WHY THIS IS A BAD IDEA



This opens the first PC up to the internet with your current & temporary IP address. If you cycle the power on your modem/box from your internet service provider, your IP address will change. Your ISP can also change your IP address at any time. This will cause your web page to change it's IP address.



When you run Apache or Tomcat - this opens the PC up to the internet. Lots of things 'scan' for new IP addresses to try and attack it. Hopefully you have no personal information on that PC.



Your web site only exists while that first PC is turned on and connected to your internet.



Static .html pages tend to be stale & boring after a few minutes. You often need technologies behind the web pages to do more interesting stuff. Things like PHP, Perl, my SQL, etc. all have to be installed by you and managed by you to be used on your web page.





THE BETTER SOLUTION



Paying $25 for a year of web-hosting from say GoDaddy or other hosting sites solves many problems. The hosting site gives you some other computer to use, it runs 24/7 and you get a 'Domain Name'. This is a name that points to your "index.html" that stays constant. Even if the power goes out and a new IP address is given to that computer, the 'Domain Name' points to the new IP address so people can still get to your site.



It also gives you a 'separate' computer for your web pages so malicious scanning wont find any of your personal information. Also - the traffic to the hosted site is pretty generous. If you host a web site on your PC in your home - the traffic goes against these new data caps that many ISP are starting to charge.
abc_to_xyz
2016-05-26 15:16:03 UTC
You can't make your own domain if you're up to start your own site. You'd have to buy it through the registrar (there are different for each extension). They basically list your domain name as a valid website over internet.



Rest, you can do on your own.
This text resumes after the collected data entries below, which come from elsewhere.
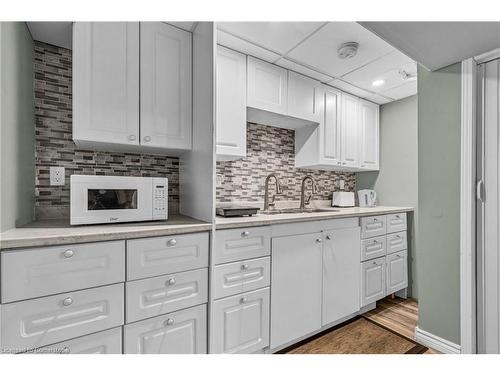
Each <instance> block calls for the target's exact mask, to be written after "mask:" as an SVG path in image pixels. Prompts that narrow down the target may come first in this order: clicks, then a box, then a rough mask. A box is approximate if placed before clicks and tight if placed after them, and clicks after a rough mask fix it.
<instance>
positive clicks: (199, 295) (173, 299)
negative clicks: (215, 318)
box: [126, 268, 208, 323]
mask: <svg viewBox="0 0 500 375" xmlns="http://www.w3.org/2000/svg"><path fill="white" fill-rule="evenodd" d="M126 295H127V314H126V320H127V323H131V322H135V321H137V320H141V319H146V318H151V317H153V316H157V315H162V314H166V313H169V312H171V311H175V310H180V309H184V308H186V307H191V306H195V305H200V304H202V303H206V302H207V299H208V269H207V268H202V269H199V270H195V271H187V272H180V273H175V274H170V275H165V276H159V277H153V278H150V279H144V280H137V281H131V282H127V284H126Z"/></svg>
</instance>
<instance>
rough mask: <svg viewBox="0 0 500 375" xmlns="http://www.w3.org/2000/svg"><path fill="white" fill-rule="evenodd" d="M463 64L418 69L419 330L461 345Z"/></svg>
mask: <svg viewBox="0 0 500 375" xmlns="http://www.w3.org/2000/svg"><path fill="white" fill-rule="evenodd" d="M460 69H461V66H460V63H458V64H454V65H451V66H449V67H446V68H443V69H441V70H438V71H435V72H428V71H427V70H425V69H423V68H421V67H419V69H418V167H419V168H418V208H419V217H418V230H419V234H420V237H419V245H418V246H419V256H418V269H417V272H418V276H419V277H418V280H419V283H418V288H419V323H418V325H419V327H420V328H421V329H423V330H424V331H427V332H430V333H432V334H435V335H437V336H439V337H442V338H444V339H447V340H449V341H452V342H454V343H457V344H460V241H459V236H460V218H459V213H460V109H461V108H460V95H461V92H460V90H461V87H460V85H461V71H460Z"/></svg>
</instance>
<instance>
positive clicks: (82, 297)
mask: <svg viewBox="0 0 500 375" xmlns="http://www.w3.org/2000/svg"><path fill="white" fill-rule="evenodd" d="M123 294H124V293H123V284H115V285H109V286H103V287H100V288H94V289H87V290H82V291H79V292H69V293H64V294H58V295H55V296H50V297H43V298H37V299H33V300H28V301H22V302H14V303H10V304H7V305H2V314H1V331H2V348H3V349H9V350H11V349H19V350H20V351H23V350H27V349H31V348H38V347H41V346H45V345H49V344H53V343H56V342H60V341H65V340H68V339H71V338H73V337H79V336H83V335H87V334H89V333H93V332H98V331H103V330H105V329H108V328H112V327H117V326H120V325H122V324H123Z"/></svg>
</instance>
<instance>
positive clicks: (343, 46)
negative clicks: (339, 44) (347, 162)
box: [337, 42, 359, 59]
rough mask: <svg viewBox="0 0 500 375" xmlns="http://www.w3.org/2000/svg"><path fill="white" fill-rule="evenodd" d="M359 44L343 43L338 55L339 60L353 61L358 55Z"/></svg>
mask: <svg viewBox="0 0 500 375" xmlns="http://www.w3.org/2000/svg"><path fill="white" fill-rule="evenodd" d="M358 47H359V43H356V42H346V43H342V45H341V46H340V48H339V49H338V50H337V55H338V56H339V59H351V58H353V57H354V56H356V53H358Z"/></svg>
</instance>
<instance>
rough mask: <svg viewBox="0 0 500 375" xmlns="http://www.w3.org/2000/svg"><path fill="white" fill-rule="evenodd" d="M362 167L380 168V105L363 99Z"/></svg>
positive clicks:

Get a powerful PC and net connection. Use any Web-Server like IIS, WAMPs etc to set your own-web server.



But you'll have to look for few things then.

* Capacity (People visiting your site are going to eat your resources - RAM, Net Connection etc. Make sure you got plenty of those as your visitor increases)
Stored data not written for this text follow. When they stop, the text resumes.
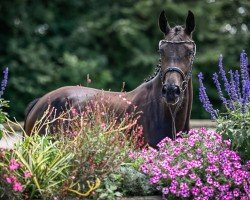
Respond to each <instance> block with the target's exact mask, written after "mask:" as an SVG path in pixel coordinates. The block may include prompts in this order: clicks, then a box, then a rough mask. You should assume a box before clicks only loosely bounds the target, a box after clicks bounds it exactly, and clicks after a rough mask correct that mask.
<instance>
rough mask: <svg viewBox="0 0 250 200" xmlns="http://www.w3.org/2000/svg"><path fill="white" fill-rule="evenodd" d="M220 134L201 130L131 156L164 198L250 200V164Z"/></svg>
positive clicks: (151, 183) (163, 198)
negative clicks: (238, 199) (243, 164)
mask: <svg viewBox="0 0 250 200" xmlns="http://www.w3.org/2000/svg"><path fill="white" fill-rule="evenodd" d="M229 147H230V141H223V140H222V137H221V135H219V134H218V133H216V132H214V131H211V130H206V129H205V128H201V129H200V130H190V131H189V134H186V135H184V134H181V136H180V137H179V138H177V139H176V140H175V141H172V140H171V139H169V138H165V139H164V140H163V141H161V142H160V143H159V144H158V148H159V149H158V150H155V149H151V148H148V149H144V150H143V151H141V152H139V153H138V152H136V153H131V155H130V156H131V157H132V158H136V159H138V160H139V161H141V164H140V171H141V172H143V173H144V174H147V175H148V176H149V178H150V184H153V185H155V186H156V188H157V189H158V190H160V191H161V192H162V195H163V199H166V198H167V199H169V198H172V199H176V198H181V199H185V198H188V199H190V198H191V199H195V200H198V199H202V200H204V199H205V200H206V199H220V200H223V199H224V200H230V199H242V200H244V199H250V184H249V183H250V161H248V162H247V163H246V164H244V165H243V164H242V163H241V159H240V157H239V155H238V154H237V153H236V152H235V151H232V150H230V149H229Z"/></svg>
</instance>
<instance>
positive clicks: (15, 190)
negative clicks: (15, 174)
mask: <svg viewBox="0 0 250 200" xmlns="http://www.w3.org/2000/svg"><path fill="white" fill-rule="evenodd" d="M13 190H14V191H15V192H21V191H22V190H23V186H22V184H21V183H20V182H18V181H16V182H15V183H14V184H13Z"/></svg>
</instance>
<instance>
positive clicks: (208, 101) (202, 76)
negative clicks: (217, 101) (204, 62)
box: [198, 72, 217, 120]
mask: <svg viewBox="0 0 250 200" xmlns="http://www.w3.org/2000/svg"><path fill="white" fill-rule="evenodd" d="M198 78H199V85H200V87H199V98H200V101H201V103H202V105H203V107H204V108H205V110H206V111H207V112H208V113H210V115H211V119H213V120H214V119H216V117H217V112H216V110H214V109H213V106H212V104H211V103H210V100H209V98H208V96H207V93H206V88H205V86H204V84H203V74H202V73H201V72H200V73H199V74H198Z"/></svg>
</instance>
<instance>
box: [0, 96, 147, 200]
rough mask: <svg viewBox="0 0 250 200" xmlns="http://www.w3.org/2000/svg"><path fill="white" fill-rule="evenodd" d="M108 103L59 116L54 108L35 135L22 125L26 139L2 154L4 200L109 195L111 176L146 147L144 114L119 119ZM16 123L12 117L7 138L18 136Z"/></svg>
mask: <svg viewBox="0 0 250 200" xmlns="http://www.w3.org/2000/svg"><path fill="white" fill-rule="evenodd" d="M107 101H108V100H107ZM107 101H105V100H104V99H102V101H98V100H90V101H89V102H88V103H86V105H85V107H84V109H83V110H82V111H81V112H80V111H79V110H77V109H76V108H75V107H71V108H70V109H69V110H67V111H65V112H64V113H62V114H61V115H60V116H58V117H56V118H53V117H52V116H54V115H53V112H51V111H53V108H51V107H49V109H48V110H47V111H46V112H45V114H44V116H43V117H42V119H41V120H39V121H37V123H36V124H35V127H34V128H33V132H32V134H31V135H30V136H28V135H26V133H25V132H24V131H23V130H22V128H21V127H20V129H21V130H22V134H23V136H24V137H23V140H22V141H20V142H19V143H17V144H16V145H15V146H14V148H13V149H11V150H8V149H2V150H1V153H0V166H1V168H0V179H1V181H0V194H1V195H2V196H1V198H6V199H53V198H54V199H67V198H94V199H97V198H99V196H100V195H101V193H98V192H96V191H97V189H99V190H101V191H103V192H105V191H106V189H107V188H105V187H106V186H105V180H106V179H107V177H108V176H109V175H110V174H111V173H113V172H114V171H116V170H118V168H119V167H120V165H121V164H122V163H123V162H124V161H125V159H126V158H127V155H128V152H129V151H130V150H131V149H136V148H138V147H140V145H142V144H143V138H142V129H141V127H139V126H137V125H136V123H137V120H138V117H139V113H134V114H130V115H129V114H126V113H124V114H122V115H120V116H116V114H115V113H116V112H115V110H114V109H113V108H110V107H108V106H107V104H108V103H107ZM51 109H52V110H51ZM53 123H54V124H53ZM13 124H15V125H17V124H16V123H15V122H12V121H10V120H8V119H7V125H9V126H8V128H7V129H4V131H5V132H6V134H16V133H15V130H13V128H12V125H13ZM52 125H56V126H53V127H54V128H53V129H52V128H51V126H52ZM43 128H44V130H45V134H44V135H41V134H40V132H39V131H41V130H42V129H43ZM52 130H53V134H52V132H51V131H52ZM103 192H102V193H103ZM117 196H118V193H117Z"/></svg>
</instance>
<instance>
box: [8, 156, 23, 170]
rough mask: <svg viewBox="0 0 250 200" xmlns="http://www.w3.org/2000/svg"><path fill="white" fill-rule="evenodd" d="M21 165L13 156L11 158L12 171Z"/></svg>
mask: <svg viewBox="0 0 250 200" xmlns="http://www.w3.org/2000/svg"><path fill="white" fill-rule="evenodd" d="M19 167H20V164H19V163H18V162H17V161H16V160H15V159H14V158H12V159H11V160H10V165H9V169H10V171H15V170H16V169H18V168H19Z"/></svg>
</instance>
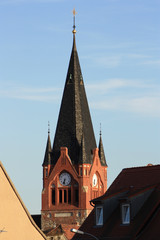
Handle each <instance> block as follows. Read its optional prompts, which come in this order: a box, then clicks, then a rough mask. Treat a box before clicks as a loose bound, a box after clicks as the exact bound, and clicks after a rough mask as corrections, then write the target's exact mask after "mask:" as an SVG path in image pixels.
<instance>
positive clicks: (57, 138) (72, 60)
mask: <svg viewBox="0 0 160 240" xmlns="http://www.w3.org/2000/svg"><path fill="white" fill-rule="evenodd" d="M74 17H75V16H74ZM72 32H73V47H72V52H71V57H70V62H69V67H68V73H67V77H66V83H65V87H64V92H63V97H62V102H61V107H60V112H59V118H58V123H57V128H56V133H55V138H54V144H53V164H54V163H56V161H57V159H58V157H59V155H60V147H67V148H68V153H69V156H70V158H71V161H72V162H73V163H74V164H78V163H79V159H80V154H81V153H82V151H81V150H82V149H81V147H82V146H83V148H85V152H86V157H87V160H86V162H88V163H92V159H91V151H92V150H93V149H94V148H96V141H95V136H94V132H93V126H92V121H91V117H90V112H89V107H88V102H87V97H86V93H85V87H84V83H83V77H82V72H81V67H80V63H79V58H78V53H77V48H76V40H75V33H76V30H75V25H74V27H73V31H72ZM82 135H83V136H82ZM83 138H84V139H83ZM82 139H83V144H82ZM84 144H85V146H84ZM82 162H83V160H82Z"/></svg>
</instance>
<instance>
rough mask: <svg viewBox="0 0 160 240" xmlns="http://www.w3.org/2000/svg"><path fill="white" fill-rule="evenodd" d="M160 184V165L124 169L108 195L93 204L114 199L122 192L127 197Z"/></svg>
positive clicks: (117, 176)
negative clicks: (125, 195) (97, 201)
mask: <svg viewBox="0 0 160 240" xmlns="http://www.w3.org/2000/svg"><path fill="white" fill-rule="evenodd" d="M159 183H160V165H148V166H144V167H134V168H125V169H123V170H122V171H121V172H120V174H119V175H118V176H117V178H116V179H115V180H114V181H113V183H112V184H111V186H110V187H109V189H108V190H107V191H106V193H105V194H104V195H103V196H101V197H99V198H96V199H93V200H92V202H97V201H101V200H104V199H107V198H108V197H112V196H113V195H115V194H117V193H120V192H124V191H126V192H127V195H128V194H129V193H130V194H134V193H136V192H137V191H142V189H145V188H149V187H151V186H155V185H157V184H159Z"/></svg>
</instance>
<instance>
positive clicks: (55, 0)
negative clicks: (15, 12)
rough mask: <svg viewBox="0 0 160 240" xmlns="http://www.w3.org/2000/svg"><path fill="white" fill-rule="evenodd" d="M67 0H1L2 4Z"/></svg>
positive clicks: (51, 1) (16, 3)
mask: <svg viewBox="0 0 160 240" xmlns="http://www.w3.org/2000/svg"><path fill="white" fill-rule="evenodd" d="M62 1H65V0H0V5H6V4H18V3H19V4H23V3H50V2H51V3H52V2H62Z"/></svg>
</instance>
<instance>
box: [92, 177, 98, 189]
mask: <svg viewBox="0 0 160 240" xmlns="http://www.w3.org/2000/svg"><path fill="white" fill-rule="evenodd" d="M92 185H93V187H95V186H96V185H97V175H96V174H94V175H93V178H92Z"/></svg>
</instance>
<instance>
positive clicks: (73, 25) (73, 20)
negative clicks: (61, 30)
mask: <svg viewBox="0 0 160 240" xmlns="http://www.w3.org/2000/svg"><path fill="white" fill-rule="evenodd" d="M76 14H77V12H76V10H75V8H73V31H72V32H73V33H74V34H75V33H76V25H75V15H76Z"/></svg>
* Security (Tons of people are going to try bringing you down)

* Technologies (Whether you're using ASP (IIS) or PHP (WAMPS), any additional tool you want (MySQL) etc)
Andy T
2016-05-24 20:57:39 UTC
Clear that last point for you: you have to buy, (why the lexicon don't say "rent" is beyond me) a domain and blank hosting service from somewhere, a Registrar and put the necessary information into the config console of that hosting service. Getting around that by buying a .cc and free-hosting for $0 is technically still the same thing.



The other way of getting around that properly is ultra costly in $grands/hour reserved for multi-national enterprises. Trying to do that sneakily on the cheap and it'll be prison food for you.



Unless you meant something private that happens to run on HTTP protocol, then no one cares how you set that up behind your router.



Then upload your site to the blank hosting service and follow all the programming guidelines to enable it to run smoothly, laws? Yeah but no one but lawyers know them on top of their head.
2016-05-23 18:20:56 UTC
Lots of rules. You MUST register a domain name. If you host it yourself you will need to subscribe to a static IP address with your isp, and they normally want you to subscribe also to a business broadband service. That cost about 5 times as much as home broadband. Also if it gets busy you would need to subscribe to a very wide bandwidth service, as ALL visitors total downstream would become limited to your upstream, typically one twentieth to one tenth your downstream. You then need to set your domain registrar's DNS A and CNAME records to point to your IP address. you then need to run a server permanently. You would need to write the html, php, javascript and mysql code manually on the server. then set up appropriate ports forwarded to your server IP through the router. If you then want to be able to use your web url from inside your network you would need to also configure the server to run the private dhcp and dns for your network and turn off those service on your router.
2016-09-19 15:01:31 UTC
Never thought too much about that
keri
2016-09-18 16:16:29 UTC
Hurrah, that's what I was exploring for! Thanks to author of this question.